Il ne se passe pas une seule journée sans qu’on entende parler dans les médias de pénurie de main-d’œuvre.

À en croire certains commentateurs, le manque de travailleurs et de travailleuses dans le camionnage, dans le commerce de détail, dans les résidences pour personnes âgées, dans l’agriculture, notamment, menace les fondements de notre société.

Ces commentateurs omettent de dire que ce manque de travailleurs prend essentiellement sa source dans les conditions de travail navrantes qu’on retrouve dans plusieurs industries.

HORAIRES IMPRÉVISIBLES
Dans le camionnage, il n’est pas rare que nos routiers doivent travailler 60-70 heures par semaine pour un salaire avoisinant 50 000 $ par année. Outre le stress causé par les heures de conduite sur des routes bouchonnées ou en perpétuelle réparation, les délais de livraison déraisonnables exigés par les donneurs d’ouvrage et les conditions climatiques, les routiers rentrent souvent tard à la maison.

Par conséquent, ils dorment peu et doivent trop souvent s’accommoder d’horaires imprévisibles. En réaction à ces conditions déplorables, les jeunes travailleurs hésitent à faire carrière dans le camionnage et les plus vieux en sortent avant même d’être en âge de prendre leur retraite.

LES « PORTES TOURNANTES »
Du côté des résidences pour aînés, on remarque depuis plusieurs années qu’à part un noyau dur de travailleuses (parce que ce sont essentiellement des femmes qui occupent ces emplois), le phénomène des « portes tournantes » devient de plus en plus apparent dans plusieurs établissements.

Les raisons sont nombreuses : on n’y travaille pas toujours à temps plein, les salaires sont inférieurs de 4 à 6 $ l’heure à ce qui est payé dans le secteur public, et les besoins des aînés sont de plus en plus nombreux. Pas étonnant que les préposés aux bénéficiaires et les autres salariés de l’industrie rentrent à la maison épuisés, le soir venu, ou se cherchent des emplois ailleurs.

Pourtant, en embauchant un peu plus de main-d’œuvre pour répartir le travail équitablement, en payant des salaires raisonnables et en offrant des conditions générales décentes, les patrons de ces entreprises n’auraient plus à faire face à cette soi-disant pénurie de main-d’œuvre.

De plus, la valeur qu’on accorde à certains métiers contribue au problème.

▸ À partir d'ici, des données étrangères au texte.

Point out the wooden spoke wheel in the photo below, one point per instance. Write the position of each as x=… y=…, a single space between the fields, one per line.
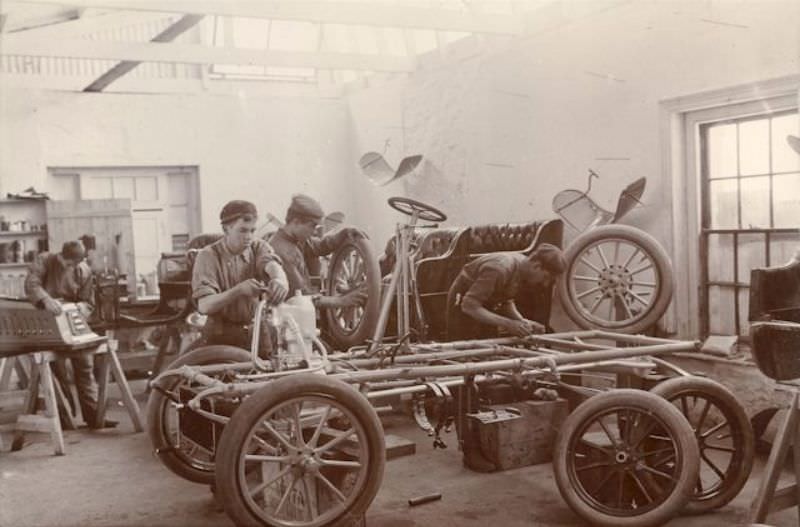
x=353 y=266
x=724 y=436
x=183 y=440
x=306 y=451
x=626 y=458
x=618 y=278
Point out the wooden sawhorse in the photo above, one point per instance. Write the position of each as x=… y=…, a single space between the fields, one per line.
x=41 y=382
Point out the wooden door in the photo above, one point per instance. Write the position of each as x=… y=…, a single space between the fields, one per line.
x=110 y=221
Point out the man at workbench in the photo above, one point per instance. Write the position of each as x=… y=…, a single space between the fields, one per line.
x=481 y=299
x=66 y=276
x=231 y=273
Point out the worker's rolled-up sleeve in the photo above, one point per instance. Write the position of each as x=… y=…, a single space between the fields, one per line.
x=483 y=287
x=205 y=275
x=34 y=282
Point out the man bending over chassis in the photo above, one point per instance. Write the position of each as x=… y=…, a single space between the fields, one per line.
x=481 y=300
x=230 y=273
x=295 y=241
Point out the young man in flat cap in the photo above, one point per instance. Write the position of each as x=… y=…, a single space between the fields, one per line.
x=481 y=300
x=229 y=275
x=67 y=277
x=296 y=241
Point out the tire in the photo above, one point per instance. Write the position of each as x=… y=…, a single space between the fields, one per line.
x=349 y=327
x=604 y=483
x=723 y=407
x=626 y=294
x=355 y=470
x=199 y=466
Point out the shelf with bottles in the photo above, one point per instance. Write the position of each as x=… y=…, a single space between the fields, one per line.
x=23 y=232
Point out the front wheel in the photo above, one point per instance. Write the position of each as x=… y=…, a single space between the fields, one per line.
x=626 y=458
x=724 y=436
x=305 y=451
x=618 y=278
x=353 y=266
x=183 y=440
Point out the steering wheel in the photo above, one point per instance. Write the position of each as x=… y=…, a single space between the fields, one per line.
x=411 y=207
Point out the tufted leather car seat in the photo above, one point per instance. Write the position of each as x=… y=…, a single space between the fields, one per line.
x=775 y=316
x=435 y=274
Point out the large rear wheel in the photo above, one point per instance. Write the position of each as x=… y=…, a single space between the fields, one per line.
x=626 y=458
x=724 y=436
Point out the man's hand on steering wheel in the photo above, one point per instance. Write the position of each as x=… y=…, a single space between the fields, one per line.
x=276 y=291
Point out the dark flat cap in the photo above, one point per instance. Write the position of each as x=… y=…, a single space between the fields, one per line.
x=233 y=210
x=305 y=206
x=794 y=142
x=73 y=250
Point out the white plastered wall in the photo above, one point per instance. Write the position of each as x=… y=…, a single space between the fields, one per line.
x=504 y=129
x=259 y=148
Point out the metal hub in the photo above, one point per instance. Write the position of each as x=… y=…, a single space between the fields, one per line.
x=614 y=280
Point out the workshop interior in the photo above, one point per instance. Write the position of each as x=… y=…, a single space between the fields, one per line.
x=399 y=263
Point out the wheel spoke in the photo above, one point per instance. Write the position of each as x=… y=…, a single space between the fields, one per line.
x=592 y=466
x=703 y=415
x=658 y=472
x=264 y=445
x=625 y=303
x=331 y=486
x=728 y=449
x=596 y=305
x=607 y=431
x=264 y=484
x=631 y=257
x=285 y=496
x=711 y=464
x=713 y=429
x=277 y=435
x=312 y=442
x=641 y=487
x=588 y=292
x=603 y=259
x=602 y=482
x=591 y=445
x=639 y=298
x=642 y=268
x=311 y=504
x=590 y=264
x=298 y=427
x=340 y=463
x=252 y=458
x=333 y=442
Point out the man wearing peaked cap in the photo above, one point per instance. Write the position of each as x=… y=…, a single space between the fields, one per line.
x=67 y=277
x=481 y=299
x=229 y=275
x=296 y=243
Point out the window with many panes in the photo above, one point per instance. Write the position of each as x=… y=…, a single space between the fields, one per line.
x=750 y=210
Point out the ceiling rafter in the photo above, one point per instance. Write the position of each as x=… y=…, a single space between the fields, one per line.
x=332 y=12
x=85 y=25
x=197 y=54
x=168 y=35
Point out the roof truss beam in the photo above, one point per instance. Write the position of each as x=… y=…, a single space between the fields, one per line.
x=343 y=12
x=196 y=54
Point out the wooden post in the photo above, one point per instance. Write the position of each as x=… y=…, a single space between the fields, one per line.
x=767 y=499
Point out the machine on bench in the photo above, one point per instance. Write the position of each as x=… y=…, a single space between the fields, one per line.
x=25 y=329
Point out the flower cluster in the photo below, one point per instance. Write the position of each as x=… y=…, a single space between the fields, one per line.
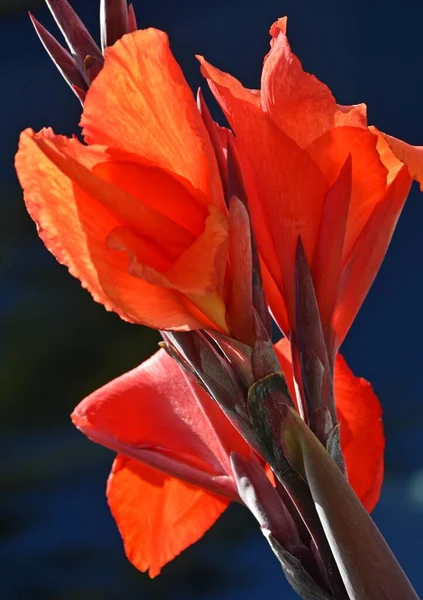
x=202 y=232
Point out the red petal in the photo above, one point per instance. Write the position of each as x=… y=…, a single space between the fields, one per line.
x=360 y=414
x=362 y=437
x=141 y=103
x=369 y=175
x=155 y=408
x=361 y=266
x=411 y=156
x=76 y=208
x=158 y=516
x=301 y=105
x=283 y=205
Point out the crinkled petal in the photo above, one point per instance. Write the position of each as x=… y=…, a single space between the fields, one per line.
x=156 y=407
x=282 y=204
x=141 y=102
x=158 y=516
x=76 y=210
x=369 y=176
x=299 y=104
x=411 y=156
x=362 y=437
x=362 y=264
x=360 y=415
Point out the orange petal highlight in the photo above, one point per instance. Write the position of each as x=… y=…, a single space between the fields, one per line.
x=76 y=210
x=369 y=175
x=299 y=104
x=362 y=264
x=140 y=102
x=282 y=205
x=158 y=516
x=411 y=156
x=360 y=415
x=157 y=407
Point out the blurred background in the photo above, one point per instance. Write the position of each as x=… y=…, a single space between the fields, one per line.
x=57 y=539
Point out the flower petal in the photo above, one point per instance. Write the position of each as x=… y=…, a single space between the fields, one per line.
x=141 y=103
x=362 y=264
x=411 y=156
x=155 y=407
x=75 y=211
x=369 y=176
x=360 y=415
x=282 y=206
x=158 y=516
x=299 y=104
x=362 y=438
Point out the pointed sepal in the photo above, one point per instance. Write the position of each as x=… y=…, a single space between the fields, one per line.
x=77 y=37
x=113 y=21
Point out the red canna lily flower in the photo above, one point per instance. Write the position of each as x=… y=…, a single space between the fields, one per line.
x=172 y=477
x=137 y=213
x=313 y=168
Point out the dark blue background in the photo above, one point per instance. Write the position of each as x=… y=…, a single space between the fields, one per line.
x=58 y=540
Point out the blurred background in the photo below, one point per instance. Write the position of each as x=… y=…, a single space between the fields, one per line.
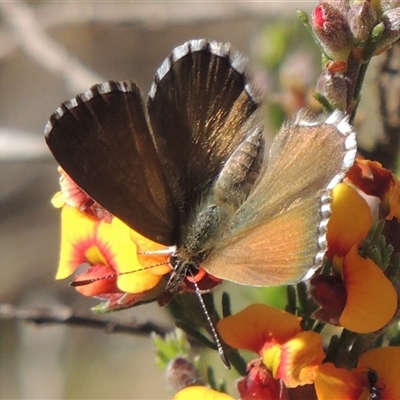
x=49 y=52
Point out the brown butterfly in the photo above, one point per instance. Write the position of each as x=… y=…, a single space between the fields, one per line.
x=188 y=168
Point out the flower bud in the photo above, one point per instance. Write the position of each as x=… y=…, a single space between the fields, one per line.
x=385 y=5
x=362 y=18
x=391 y=21
x=181 y=373
x=332 y=31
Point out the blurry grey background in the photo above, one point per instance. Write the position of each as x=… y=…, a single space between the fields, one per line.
x=49 y=52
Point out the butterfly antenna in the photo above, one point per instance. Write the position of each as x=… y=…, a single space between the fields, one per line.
x=214 y=333
x=85 y=282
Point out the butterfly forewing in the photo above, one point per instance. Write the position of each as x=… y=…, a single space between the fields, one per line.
x=282 y=224
x=201 y=107
x=102 y=141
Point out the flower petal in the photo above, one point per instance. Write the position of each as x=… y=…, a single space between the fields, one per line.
x=371 y=297
x=350 y=221
x=201 y=392
x=77 y=236
x=256 y=325
x=336 y=383
x=299 y=357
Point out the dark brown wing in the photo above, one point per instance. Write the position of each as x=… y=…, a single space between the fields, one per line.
x=101 y=139
x=201 y=107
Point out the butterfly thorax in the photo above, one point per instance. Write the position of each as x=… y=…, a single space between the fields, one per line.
x=211 y=217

Si nos camionneurs assurent la livraison de tous les biens qu’on retrouve à la maison et que les salariés dans les résidences pour aînés prennent soin avec dévouement de nos parents et de nos grands-parents, pourquoi sont-ils trop souvent traités comme des travailleurs de seconde zone ?

Bref, y a-t-il réellement une pénurie de main-d’œuvre dans certaines industries ou un manque de volonté de traiter équitablement les travailleurs et les travailleuses ? Il faudra bien, un jour ou l’autre, répondre à cette question avec franchise.